Tom Hanks to play "Jesus Gump"

Jesus Christ,
box-office superstar

By John Breneman

Resurrected by Mel Gibson as a Hollywood heavyweight, Jesus is now being eyed for the title role in dozens of new projects, including "There's Something About Mary Magdalene," "Guess Who's Coming to the Last Supper" and the controversial "Last Tango in Nazareth."

Tom Hanks reportedly is set to star in "Jesus Gump," but a source close to the universally beloved Oscar winner said he is also reading scripts for "Sleepless in Jerusalem" and "You've Got Nail."

Many of Hollywood's biggest stars covet a piece of the action.

Richard Gere will play a militaristic Jesus in "A Savior and a Gentleman" and Woody Allen a neurotic, nebbishy son of God in "Everything You Always Wanted to Know About Crucifixion But Were Afraid to Ask."

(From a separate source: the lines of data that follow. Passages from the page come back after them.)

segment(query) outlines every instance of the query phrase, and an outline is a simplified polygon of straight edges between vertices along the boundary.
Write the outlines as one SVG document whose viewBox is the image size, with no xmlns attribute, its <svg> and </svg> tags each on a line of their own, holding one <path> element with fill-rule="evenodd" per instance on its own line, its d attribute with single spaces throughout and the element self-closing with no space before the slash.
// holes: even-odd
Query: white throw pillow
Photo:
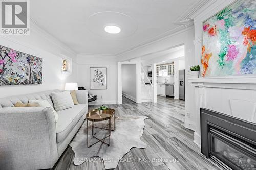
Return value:
<svg viewBox="0 0 256 170">
<path fill-rule="evenodd" d="M 69 91 L 51 94 L 56 111 L 61 111 L 74 106 L 74 102 Z"/>
<path fill-rule="evenodd" d="M 35 99 L 30 99 L 29 100 L 29 103 L 37 103 L 40 106 L 43 107 L 49 107 L 52 109 L 53 114 L 54 114 L 54 117 L 55 118 L 55 122 L 58 121 L 59 116 L 58 113 L 56 112 L 55 110 L 52 107 L 52 106 L 50 104 L 48 101 L 47 100 L 35 100 Z"/>
</svg>

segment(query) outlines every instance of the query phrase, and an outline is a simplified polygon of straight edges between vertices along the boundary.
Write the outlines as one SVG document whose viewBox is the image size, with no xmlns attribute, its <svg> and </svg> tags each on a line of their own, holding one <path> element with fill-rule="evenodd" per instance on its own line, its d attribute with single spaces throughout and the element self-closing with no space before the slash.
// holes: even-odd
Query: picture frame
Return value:
<svg viewBox="0 0 256 170">
<path fill-rule="evenodd" d="M 236 0 L 202 22 L 200 77 L 256 74 L 253 31 L 244 18 L 255 19 L 250 8 L 249 1 Z"/>
<path fill-rule="evenodd" d="M 68 71 L 68 62 L 65 59 L 62 59 L 62 71 Z"/>
<path fill-rule="evenodd" d="M 0 45 L 0 86 L 42 84 L 42 58 Z"/>
<path fill-rule="evenodd" d="M 90 68 L 90 89 L 103 90 L 107 89 L 106 67 Z"/>
</svg>

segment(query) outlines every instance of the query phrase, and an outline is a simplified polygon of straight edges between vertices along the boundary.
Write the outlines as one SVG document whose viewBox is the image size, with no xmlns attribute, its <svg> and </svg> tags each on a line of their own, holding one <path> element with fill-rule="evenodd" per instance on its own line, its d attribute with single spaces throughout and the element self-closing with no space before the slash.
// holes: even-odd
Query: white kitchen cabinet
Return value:
<svg viewBox="0 0 256 170">
<path fill-rule="evenodd" d="M 174 64 L 168 65 L 168 75 L 174 75 Z"/>
<path fill-rule="evenodd" d="M 160 95 L 166 95 L 165 84 L 157 84 L 157 94 Z"/>
</svg>

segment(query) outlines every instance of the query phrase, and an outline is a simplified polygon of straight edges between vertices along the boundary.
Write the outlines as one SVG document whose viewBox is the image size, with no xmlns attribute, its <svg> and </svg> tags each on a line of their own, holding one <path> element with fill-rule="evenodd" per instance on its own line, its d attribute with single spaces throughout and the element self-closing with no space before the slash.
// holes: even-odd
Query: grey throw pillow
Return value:
<svg viewBox="0 0 256 170">
<path fill-rule="evenodd" d="M 52 92 L 51 94 L 54 108 L 57 111 L 61 111 L 74 106 L 74 102 L 69 91 L 60 93 Z"/>
</svg>

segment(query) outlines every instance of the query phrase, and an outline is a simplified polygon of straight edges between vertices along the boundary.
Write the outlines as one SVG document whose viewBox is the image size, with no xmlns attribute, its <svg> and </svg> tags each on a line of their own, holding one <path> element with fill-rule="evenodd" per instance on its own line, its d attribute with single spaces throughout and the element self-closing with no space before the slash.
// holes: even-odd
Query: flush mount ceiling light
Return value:
<svg viewBox="0 0 256 170">
<path fill-rule="evenodd" d="M 121 29 L 114 25 L 109 25 L 105 27 L 105 31 L 110 34 L 117 34 L 121 31 Z"/>
</svg>

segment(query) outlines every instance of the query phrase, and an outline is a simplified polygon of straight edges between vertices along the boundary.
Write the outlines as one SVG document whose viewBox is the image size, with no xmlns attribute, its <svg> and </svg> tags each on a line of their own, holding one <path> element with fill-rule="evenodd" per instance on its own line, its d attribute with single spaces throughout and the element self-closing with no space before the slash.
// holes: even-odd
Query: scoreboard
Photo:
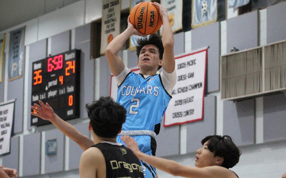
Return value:
<svg viewBox="0 0 286 178">
<path fill-rule="evenodd" d="M 32 105 L 40 100 L 64 120 L 79 117 L 80 55 L 74 50 L 33 63 Z M 51 123 L 31 116 L 31 126 Z"/>
</svg>

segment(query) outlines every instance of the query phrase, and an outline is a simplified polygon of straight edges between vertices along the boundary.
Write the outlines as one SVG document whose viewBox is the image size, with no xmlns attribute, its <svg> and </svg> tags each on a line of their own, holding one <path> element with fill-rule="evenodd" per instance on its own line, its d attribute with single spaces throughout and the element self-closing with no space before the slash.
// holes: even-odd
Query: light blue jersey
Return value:
<svg viewBox="0 0 286 178">
<path fill-rule="evenodd" d="M 126 121 L 122 130 L 148 130 L 158 134 L 162 117 L 172 97 L 166 91 L 160 75 L 144 78 L 141 74 L 130 72 L 117 90 L 116 102 L 127 110 Z M 140 150 L 155 155 L 156 141 L 149 135 L 131 136 L 138 144 Z M 125 143 L 118 136 L 118 142 Z M 145 178 L 155 178 L 156 169 L 140 161 Z"/>
<path fill-rule="evenodd" d="M 142 74 L 130 72 L 117 90 L 117 102 L 127 113 L 122 130 L 147 130 L 158 134 L 155 126 L 161 123 L 171 98 L 160 75 L 145 79 Z"/>
</svg>

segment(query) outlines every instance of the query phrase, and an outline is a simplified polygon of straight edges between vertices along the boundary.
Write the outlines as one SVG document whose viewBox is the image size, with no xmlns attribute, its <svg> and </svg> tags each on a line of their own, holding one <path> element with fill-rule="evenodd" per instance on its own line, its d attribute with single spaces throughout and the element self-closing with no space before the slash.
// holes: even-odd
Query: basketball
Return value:
<svg viewBox="0 0 286 178">
<path fill-rule="evenodd" d="M 140 33 L 151 34 L 157 32 L 162 25 L 159 10 L 150 2 L 142 2 L 134 6 L 130 12 L 130 22 Z"/>
</svg>

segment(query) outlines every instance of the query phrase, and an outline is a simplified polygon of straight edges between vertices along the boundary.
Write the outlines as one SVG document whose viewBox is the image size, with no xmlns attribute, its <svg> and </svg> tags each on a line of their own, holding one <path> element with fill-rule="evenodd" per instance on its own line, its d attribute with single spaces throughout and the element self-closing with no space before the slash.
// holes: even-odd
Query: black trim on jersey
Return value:
<svg viewBox="0 0 286 178">
<path fill-rule="evenodd" d="M 159 134 L 160 132 L 160 129 L 161 128 L 161 123 L 159 123 L 155 125 L 154 126 L 154 132 L 156 133 L 157 135 Z"/>
<path fill-rule="evenodd" d="M 160 74 L 158 75 L 159 76 L 159 78 L 160 79 L 160 81 L 161 82 L 161 84 L 162 84 L 162 86 L 163 86 L 163 88 L 164 88 L 164 90 L 165 91 L 165 92 L 166 92 L 166 93 L 168 94 L 168 96 L 172 98 L 172 96 L 170 95 L 170 94 L 167 92 L 167 91 L 166 90 L 166 89 L 165 89 L 165 87 L 164 86 L 164 85 L 163 85 L 163 82 L 162 81 L 162 79 L 161 78 L 161 76 Z"/>
<path fill-rule="evenodd" d="M 130 72 L 129 72 L 129 73 L 128 73 L 128 74 L 127 74 L 127 75 L 126 75 L 126 76 L 125 77 L 125 78 L 124 78 L 124 80 L 123 80 L 123 81 L 122 81 L 122 83 L 121 83 L 121 84 L 120 84 L 120 85 L 118 86 L 118 88 L 119 88 L 119 87 L 120 87 L 120 86 L 121 86 L 121 85 L 123 84 L 123 83 L 124 82 L 124 81 L 125 81 L 125 80 L 126 80 L 126 78 L 127 78 L 127 77 L 129 75 L 129 74 L 131 74 L 131 72 L 131 72 L 131 71 L 130 71 Z"/>
<path fill-rule="evenodd" d="M 157 142 L 156 140 L 152 137 L 151 137 L 151 141 L 150 143 L 150 147 L 151 147 L 151 150 L 152 151 L 152 155 L 156 156 L 156 149 L 157 149 Z"/>
<path fill-rule="evenodd" d="M 147 168 L 147 169 L 148 169 L 148 170 L 149 170 L 149 171 L 150 171 L 150 172 L 151 172 L 152 173 L 152 176 L 153 176 L 153 178 L 155 178 L 155 176 L 154 175 L 154 174 L 153 173 L 153 172 L 152 172 L 152 171 L 151 170 L 151 169 L 150 167 L 149 167 L 149 166 L 148 166 L 148 165 L 147 165 L 147 164 L 146 164 L 146 163 L 144 163 L 143 161 L 142 161 L 142 164 L 143 164 L 143 165 L 144 165 L 144 166 L 145 166 L 145 167 Z"/>
<path fill-rule="evenodd" d="M 138 74 L 140 75 L 141 76 L 142 76 L 142 77 L 143 77 L 143 78 L 144 78 L 144 79 L 147 79 L 147 78 L 150 77 L 152 77 L 153 76 L 157 76 L 157 75 L 158 75 L 158 74 L 156 74 L 156 75 L 154 75 L 154 76 L 149 76 L 148 77 L 147 77 L 147 78 L 145 78 L 145 77 L 144 77 L 144 75 L 143 75 L 143 74 L 141 74 L 140 73 L 139 73 Z"/>
</svg>

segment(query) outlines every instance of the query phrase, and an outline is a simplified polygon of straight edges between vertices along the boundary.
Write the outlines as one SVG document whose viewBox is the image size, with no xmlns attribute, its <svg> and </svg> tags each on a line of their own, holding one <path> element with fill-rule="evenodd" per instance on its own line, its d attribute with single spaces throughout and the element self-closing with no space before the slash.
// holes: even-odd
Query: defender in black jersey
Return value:
<svg viewBox="0 0 286 178">
<path fill-rule="evenodd" d="M 174 175 L 192 178 L 238 177 L 228 169 L 238 163 L 241 152 L 228 135 L 210 135 L 203 139 L 202 146 L 197 150 L 195 167 L 144 154 L 133 138 L 124 136 L 121 139 L 141 160 Z"/>
<path fill-rule="evenodd" d="M 39 102 L 40 105 L 31 106 L 37 113 L 31 114 L 50 121 L 58 128 L 65 128 L 60 130 L 86 150 L 80 158 L 80 178 L 144 178 L 139 159 L 131 150 L 116 142 L 126 111 L 112 98 L 102 97 L 86 105 L 90 119 L 88 130 L 92 131 L 94 139 L 92 144 L 86 143 L 87 139 L 91 139 L 60 118 L 47 103 L 45 105 L 41 100 Z"/>
</svg>

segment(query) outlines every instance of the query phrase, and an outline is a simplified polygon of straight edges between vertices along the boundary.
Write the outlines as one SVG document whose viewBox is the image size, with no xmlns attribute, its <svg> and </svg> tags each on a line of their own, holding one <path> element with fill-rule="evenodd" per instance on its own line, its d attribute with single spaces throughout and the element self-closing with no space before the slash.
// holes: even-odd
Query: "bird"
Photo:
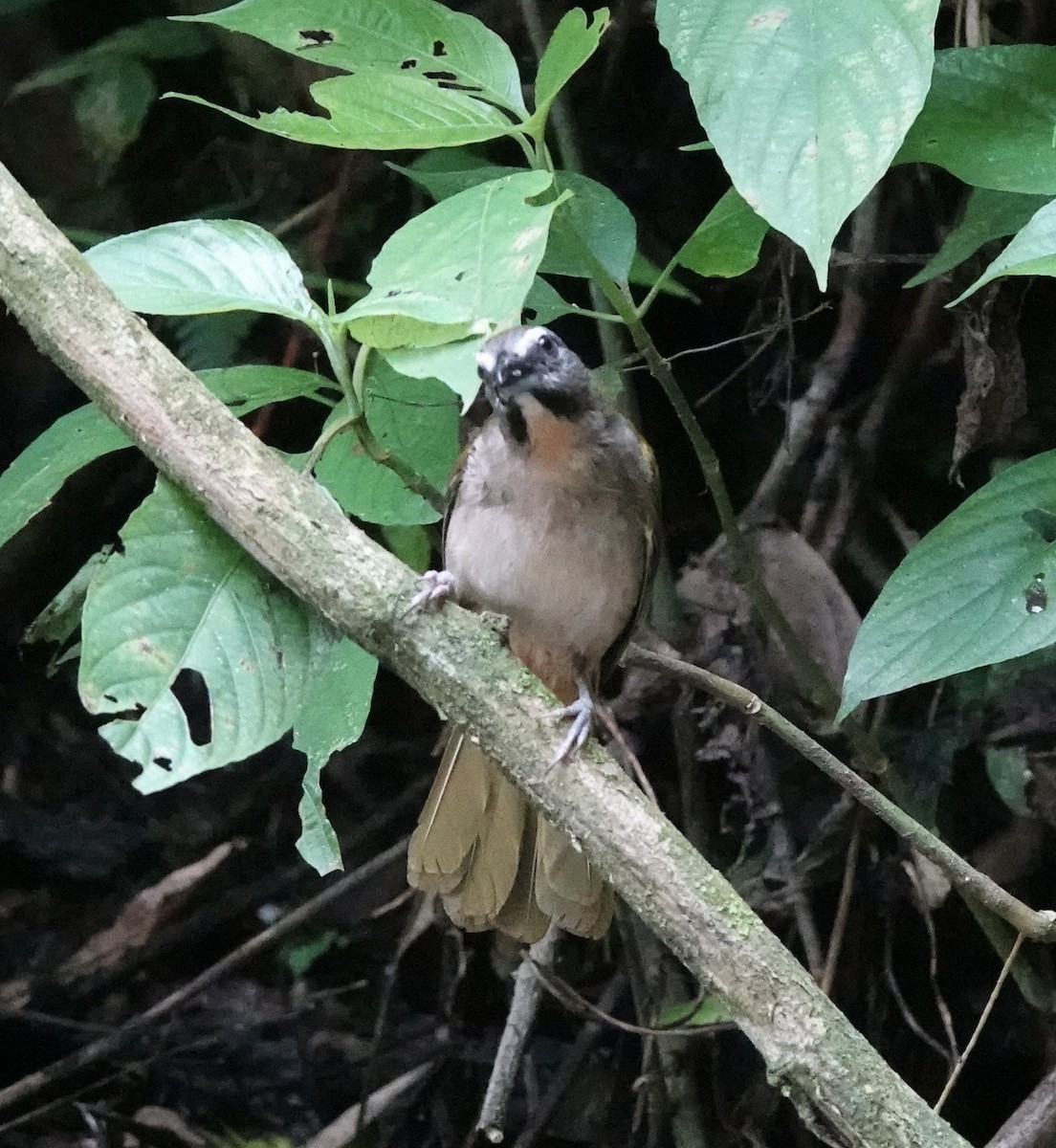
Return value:
<svg viewBox="0 0 1056 1148">
<path fill-rule="evenodd" d="M 657 553 L 657 465 L 549 328 L 494 335 L 476 362 L 491 414 L 451 481 L 443 569 L 422 576 L 411 607 L 450 598 L 506 615 L 511 651 L 569 719 L 556 763 L 589 737 L 599 683 L 642 616 Z M 438 892 L 466 930 L 525 943 L 551 922 L 601 937 L 613 914 L 595 866 L 465 728 L 449 734 L 407 879 Z"/>
</svg>

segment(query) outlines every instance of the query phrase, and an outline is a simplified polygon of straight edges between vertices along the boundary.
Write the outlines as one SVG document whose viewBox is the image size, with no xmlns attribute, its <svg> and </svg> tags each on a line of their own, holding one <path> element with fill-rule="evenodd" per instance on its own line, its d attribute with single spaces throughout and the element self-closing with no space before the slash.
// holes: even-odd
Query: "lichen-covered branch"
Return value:
<svg viewBox="0 0 1056 1148">
<path fill-rule="evenodd" d="M 597 746 L 548 769 L 553 704 L 486 623 L 407 615 L 413 575 L 209 395 L 0 168 L 0 294 L 158 468 L 295 594 L 382 658 L 582 844 L 690 971 L 728 1003 L 777 1086 L 862 1148 L 963 1148 L 727 881 Z"/>
</svg>

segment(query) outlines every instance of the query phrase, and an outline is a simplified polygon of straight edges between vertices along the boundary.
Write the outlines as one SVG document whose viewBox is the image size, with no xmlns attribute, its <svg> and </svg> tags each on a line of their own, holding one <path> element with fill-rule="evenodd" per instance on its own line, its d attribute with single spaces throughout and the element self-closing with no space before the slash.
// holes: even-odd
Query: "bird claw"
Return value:
<svg viewBox="0 0 1056 1148">
<path fill-rule="evenodd" d="M 549 718 L 558 721 L 564 721 L 566 718 L 572 719 L 568 732 L 562 738 L 561 744 L 554 750 L 553 757 L 546 766 L 548 769 L 552 769 L 566 758 L 582 750 L 587 738 L 590 737 L 590 727 L 593 723 L 595 711 L 593 698 L 591 698 L 590 690 L 583 682 L 579 682 L 577 684 L 580 689 L 579 698 L 575 701 L 570 701 L 567 706 L 561 706 L 560 709 L 553 709 L 548 714 Z"/>
<path fill-rule="evenodd" d="M 455 575 L 450 571 L 426 571 L 418 580 L 419 591 L 407 604 L 406 612 L 437 610 L 444 599 L 455 595 Z"/>
</svg>

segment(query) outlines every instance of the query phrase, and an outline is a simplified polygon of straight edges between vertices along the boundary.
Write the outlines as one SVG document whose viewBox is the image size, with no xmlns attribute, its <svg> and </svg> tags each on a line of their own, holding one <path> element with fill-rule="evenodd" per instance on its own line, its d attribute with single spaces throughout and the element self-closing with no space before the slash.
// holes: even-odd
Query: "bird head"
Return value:
<svg viewBox="0 0 1056 1148">
<path fill-rule="evenodd" d="M 546 327 L 511 327 L 494 335 L 477 352 L 476 369 L 499 416 L 526 398 L 557 418 L 573 418 L 597 402 L 590 372 Z"/>
</svg>

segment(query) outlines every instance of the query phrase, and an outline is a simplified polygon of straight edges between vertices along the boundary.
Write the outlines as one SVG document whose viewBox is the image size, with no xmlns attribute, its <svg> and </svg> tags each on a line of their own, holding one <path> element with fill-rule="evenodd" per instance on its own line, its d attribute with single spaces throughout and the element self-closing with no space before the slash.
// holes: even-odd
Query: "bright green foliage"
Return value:
<svg viewBox="0 0 1056 1148">
<path fill-rule="evenodd" d="M 118 235 L 85 253 L 133 311 L 263 311 L 318 324 L 320 312 L 286 248 L 238 219 L 188 219 Z"/>
<path fill-rule="evenodd" d="M 1048 203 L 1047 195 L 1017 195 L 1015 192 L 994 192 L 977 187 L 968 197 L 964 215 L 946 236 L 927 264 L 910 279 L 907 287 L 919 287 L 929 279 L 945 274 L 963 263 L 992 239 L 1012 235 L 1027 223 L 1033 214 Z"/>
<path fill-rule="evenodd" d="M 935 53 L 931 92 L 896 162 L 935 163 L 965 184 L 1056 195 L 1056 48 Z"/>
<path fill-rule="evenodd" d="M 927 94 L 938 0 L 659 0 L 657 26 L 737 191 L 822 288 L 837 231 Z"/>
<path fill-rule="evenodd" d="M 142 766 L 143 793 L 241 761 L 293 726 L 335 635 L 168 482 L 121 532 L 88 587 L 78 688 L 100 732 Z M 172 685 L 201 674 L 208 740 Z"/>
<path fill-rule="evenodd" d="M 1056 276 L 1056 202 L 1036 211 L 986 271 L 949 305 L 1001 276 Z"/>
<path fill-rule="evenodd" d="M 281 366 L 202 371 L 200 378 L 235 414 L 319 389 L 318 375 Z M 71 474 L 131 445 L 98 406 L 80 406 L 55 421 L 0 473 L 0 545 L 39 514 Z"/>
<path fill-rule="evenodd" d="M 0 545 L 39 514 L 81 466 L 131 445 L 98 406 L 81 406 L 53 422 L 0 472 Z"/>
<path fill-rule="evenodd" d="M 573 8 L 561 17 L 535 76 L 535 115 L 530 121 L 533 134 L 542 134 L 554 98 L 595 54 L 607 26 L 607 8 L 599 8 L 589 23 L 582 8 Z"/>
<path fill-rule="evenodd" d="M 315 63 L 344 71 L 373 69 L 385 90 L 393 75 L 425 94 L 451 84 L 512 113 L 526 111 L 521 80 L 505 40 L 473 16 L 433 0 L 242 0 L 184 20 L 244 32 Z M 450 73 L 450 78 L 432 73 Z"/>
<path fill-rule="evenodd" d="M 348 148 L 452 147 L 523 131 L 521 82 L 506 44 L 480 21 L 432 0 L 243 0 L 186 17 L 246 32 L 352 72 L 312 85 L 327 116 L 227 115 L 305 144 Z M 216 107 L 204 100 L 197 103 Z"/>
<path fill-rule="evenodd" d="M 698 276 L 743 276 L 759 262 L 767 231 L 766 219 L 730 188 L 682 245 L 678 263 Z"/>
<path fill-rule="evenodd" d="M 1051 507 L 1056 451 L 1002 471 L 926 535 L 862 623 L 839 716 L 867 698 L 1053 644 L 1054 542 L 1028 525 Z"/>
<path fill-rule="evenodd" d="M 375 356 L 364 387 L 364 409 L 383 447 L 436 489 L 447 487 L 458 455 L 458 402 L 443 383 L 398 375 Z M 339 406 L 331 422 L 343 417 Z M 363 453 L 351 433 L 329 443 L 316 475 L 342 510 L 363 521 L 414 526 L 440 518 L 394 471 Z"/>
<path fill-rule="evenodd" d="M 329 755 L 358 740 L 374 692 L 378 659 L 342 637 L 320 659 L 308 699 L 294 723 L 294 748 L 308 758 L 297 850 L 318 872 L 342 868 L 337 837 L 323 806 L 319 775 Z"/>
<path fill-rule="evenodd" d="M 545 171 L 491 179 L 405 224 L 378 253 L 371 293 L 337 316 L 372 347 L 425 347 L 520 319 L 557 200 Z"/>
</svg>

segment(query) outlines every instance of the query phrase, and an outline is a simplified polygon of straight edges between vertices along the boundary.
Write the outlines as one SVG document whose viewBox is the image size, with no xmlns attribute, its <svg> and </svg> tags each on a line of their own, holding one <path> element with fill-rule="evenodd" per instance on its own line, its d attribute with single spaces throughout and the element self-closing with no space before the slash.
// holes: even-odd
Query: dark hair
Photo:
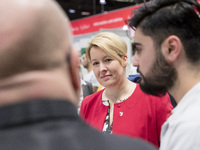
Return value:
<svg viewBox="0 0 200 150">
<path fill-rule="evenodd" d="M 131 28 L 151 36 L 156 47 L 170 35 L 180 38 L 187 59 L 200 61 L 200 6 L 196 0 L 154 0 L 133 12 Z"/>
</svg>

Gibson's "The Passion of the Christ" has stirred passionate criticism that his portrayal of blood-thirsty Jews is anti-Semitic. But the Aussie filmmaker dismisses the charges, saying the same thing happened with "Schindler's Grocery List," "Who Framed Roger Rabbi?" and Dr. Seuss's "The Cat in the Yarmulke."

Other religious leaders have made favorable comments.

Pope John Paul II gave the film two thumbs up, saying, "It is as it was … only with bitchin' special effects."

"Fast Times at Bethlehem High"

There is now some question as to whether the Pope actually made the remark or was just signaling for another jumbo popcorn and some Milk Duds, but his publicist said John Paul II is excited about making his big-screen debut opposite Burt Reynolds in the free-wheeling buddy film "Smokey and the Pontiff."

Also according to the Tinsel Town grapevine, Oliver Stone will direct the story of a long-suffering Vietnam vet in "Born on the 25th of December" and Sean Penn is on board as a cool surfer Jesus in "Fast Times at Bethlehem High."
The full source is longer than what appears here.